'Stories of Sindh': Countering intolerance through documentaries

12 films with communal harmony as the core theme were produced as part of the project by Mehrdar Art and Production

Our Correspondent October 05, 2020


To counter violent extremism and tribal conflicts, which had been gripping up in different parts of Sindh, especially in district Khairpur, Shikarpur, and Jacobabad. Mehrdar Art and Production (MAP) started a project called Stories of Sindh, according to a press release. The program seeks to encourage youth to come together to reclaim the reputation of the historically inclusive society of Sindh through documentaries.

A total of 75 participants were selected from Khairpur, Shikarpur, and Jacobabad with 25 from each district. The participants produced 12 films based on positive narratives, using examples of diversity and communal harmony, that were filmed from July 17, 2020, till July 22, 2020.

The virtual launch of the 12 films was held on Sunday with a physical launch planned for October 9, 2020, at Shah Abdul Latif Bhittai University in Khairpur.

The training was conducted by Award-Winning Filmmakers Haya Fatima Iqbal, Haseeb Halai, and Ali Brohi. Participants attended a workshop where they learned the importance of storytelling through in-depth discussions on indigenous stories, current trends in visual storytelling, and contemporary styles in documentary filmmaking.

According to Iqbal, during various stages of the workshop, participants came to understand how positive storytelling brings communities together and how powerful documentaries can remind audiences about what all is common between them and others.

Films that were produced included An Inspirational Polio worker, Art knows no limits, A tailor’s journey, Unvoiced citizens, Sports for women empowerment, Preserving the national literary heritage, The struggle for freedom of women, Using radio for social change, A struggle for women education and peace, Empowering women through sports , Dream of a humane and peaceful Jacobabad, and Journey in Rhythm, among many others.

Iqbal said that the tone was set right in the beginning when it was emphasised that documentary filmmaking tends to focus on the “grey” instead of the “black and white”; meaning that one of the main purposes of documentary filmmaking is to find nuances in people’s lives that celebrate humanity and diversity instead of creating schisms between them.

“We had participants from different religions and sects, and we had a considerable female presence in a much larger group of men – but everyone respected each other and listened to each others’ thoughts and feelings very respectfully,” Iqbal said.
She concluded that by virtue of people interacting with each other during the sessions, the ideals of pluralism, mutual respect, and diversity were being inculcated into participants’ minds at every instance of the workshop.

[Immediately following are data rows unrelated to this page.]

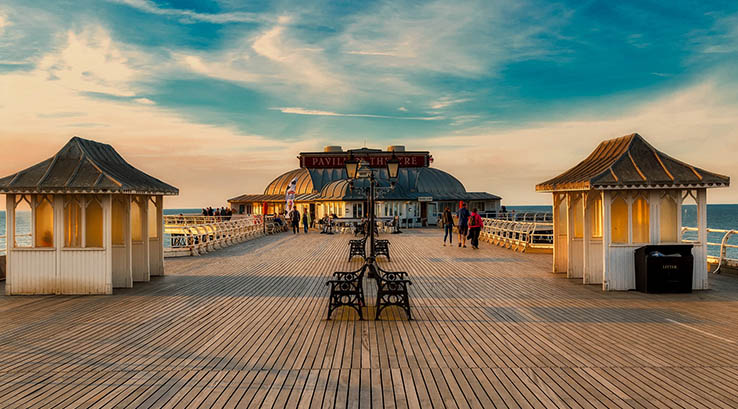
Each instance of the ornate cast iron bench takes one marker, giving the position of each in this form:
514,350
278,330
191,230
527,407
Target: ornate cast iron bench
347,289
357,248
392,290
381,248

According to the founder of MAP, Muhammad Fahim, radicalisation in above mentioned parts of Sindh resulted in an intolerant environment that led many people including young girls and boys to develop social and psychological disorders.

He went onto said that this not only disturbed lives and livelihoods but also blocked the development in agriculture, markets, Community Infrastructure, education, health, and sanitation facilities.

“Many communities have been forced to leave their homes and migrate to other areas of Sindh due to the increase of radical elements in the society,” Fahim added.